It's 30C here and I'm hating it. So much so that I have resorted to shorts for the first time since 1986. They aren't the same shorts: back then, it was compulsory grey flannel for school.
Because we were 'too menny', as another young chap with a large family put it, we travelled in a brown Peugeot 505 estate: it had three rows of seats and clearly sold well in Catholic countries.
It therefore had the glass acreage of a commercial greenhouse, and was always baking hot. The seats were upholstered in a particularly unpleasant brown tweed, which had two unfortunate properties: bare legs came out in a very nasty rash, and vomit became permanently enmeshed in the fabric, the odour becoming a permanent top-note to the sweaty anger of the passengers. We did try to chunder outside the car, but there were few opening windows available: where other cars had go-faster stripes, we had a linear splatter of lunch trailing from each rear window. It's memories like this which have ensured that I've never learned to drive, that I still get car-sick, and have never worn shorts until this day: scratchy tweed and fresh vomit on the back of ones thighs are the kind of childhood memory that rarely make it into autobiographies.
I'm not proud of today's resort to amputated trousers.
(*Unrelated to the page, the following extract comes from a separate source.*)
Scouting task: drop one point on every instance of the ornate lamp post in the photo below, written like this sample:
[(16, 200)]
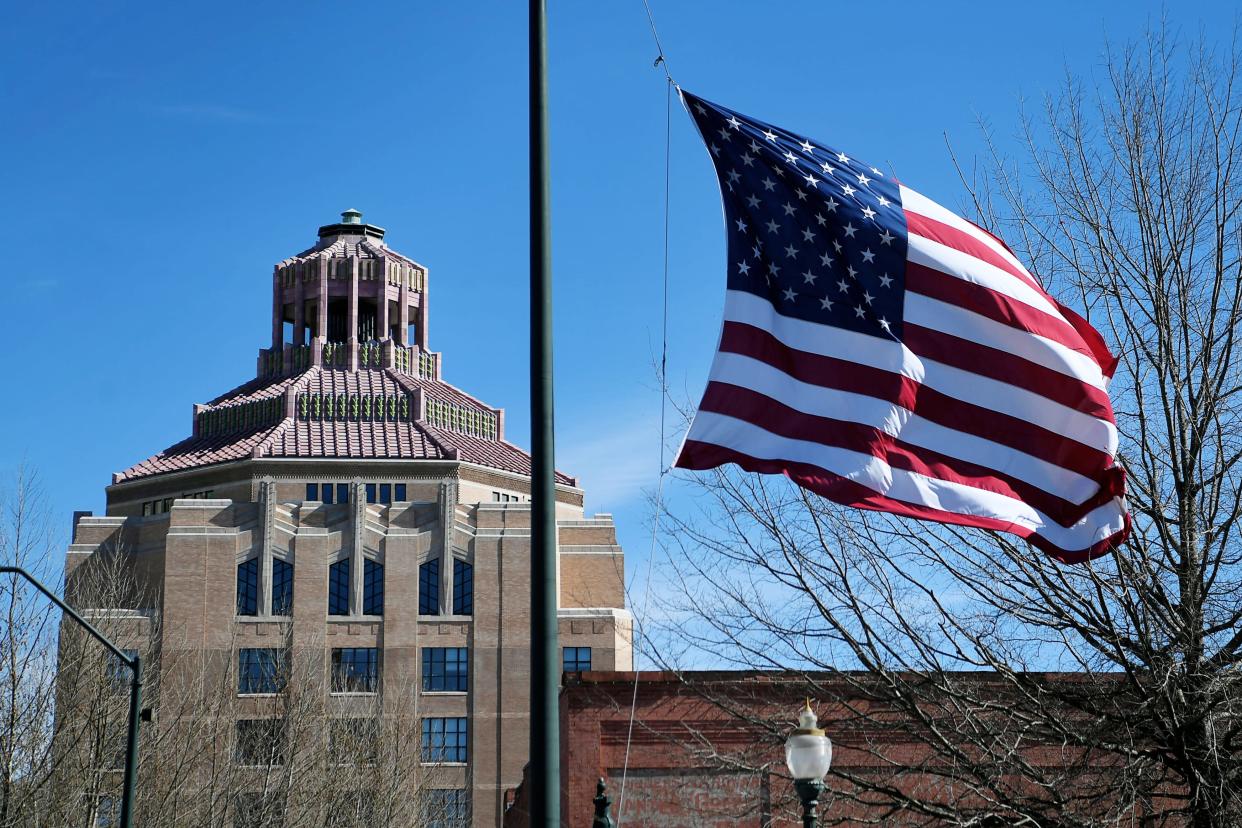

In fact I'm hating this capitulation to weather-related casualness. My legs are not objects of beauty: stumpy, overly-muscled from fencing, and utterly pasty. I look, in photographs, like flash has been used when in fact I'm just a shade pinker than a boil-in-the-bag cod fillet: thousands of years of my Celtic ancestors trudging home in the rain, weighed down with peat for the fire, has militated against me ever resembling the lithe tanned images relentlessly pushed in our media. Imagine Wayne Rooney without the charm or good looks… though with more hair). I'd post a picture but you're my friends and I'd like you to come back.
To counteract the horror, I'm wearing what's essentially a Charles Ryder ensemble: simple brown shoes, the shorts, a silk-and-linen shirt and a fine white trilby. Though on second thoughts, it's more like something worn by a minor and despised character in Forster.
Thankfully, most of my colleagues are absent. The sidelong glances of citizens on the street were painful enough.